The hall lightened in a way Lucien had not expected.
Battle maniacs had their uses.
Especially when they came wrapped in legitimacy, regional deterrence, and enough personal absurdity to make direct confrontation with them strategically unattractive.
And that was exactly what Solar Concordium became.
With him loosely aligned to the coalition, Sareth stabilized further.
Not because he filled every gap.
But because his presence changed the Exchange’s calculations.
Attacking Sareth now no longer meant pressuring only Aurion, liberated settlements, or hidden Liberator cells.
It meant possibly drawing in Meridian Gate.
And fighting Solar Concordium was never worth the cost.
He did not fear death.
If anything, he welcomed it. So long as it came at the end of a worthy battle, a true contest. To him, that was not loss, but the finest conclusion one could earn.

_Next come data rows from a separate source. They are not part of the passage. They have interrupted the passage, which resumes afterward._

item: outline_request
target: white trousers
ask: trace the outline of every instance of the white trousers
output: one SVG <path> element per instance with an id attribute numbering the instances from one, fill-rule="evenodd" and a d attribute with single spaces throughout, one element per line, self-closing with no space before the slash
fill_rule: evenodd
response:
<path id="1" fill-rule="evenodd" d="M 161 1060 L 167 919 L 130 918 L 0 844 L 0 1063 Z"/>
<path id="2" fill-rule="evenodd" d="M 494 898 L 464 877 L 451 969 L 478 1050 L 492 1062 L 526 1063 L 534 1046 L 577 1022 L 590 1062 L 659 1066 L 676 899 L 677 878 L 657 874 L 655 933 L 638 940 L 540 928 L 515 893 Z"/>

Defeating him meant nothing.
Because even in defeat, he gained exactly what he desired.
It was the kind of opponent where you could win the battle...
And still lose the war.
Even an Extinction-grade would not move lightly into that kind of uncertainty unless the reward justified the exposure.
And the Exchange had another reason to remain cautious.
Its headquarters and branch-centers could not be left under-defended. If they stripped protectors away too aggressively in order to crush Sareth, they risked creating exactly the kind of opening the Liberators had already exploited elsewhere.
That was the cost of fighting a mobile enemy.
Every redeployment threatened the places you left behind.
Which meant, for the moment, the Exchange had to think.
And any enemy forced to think too long while Lucien kept moving was already falling behind.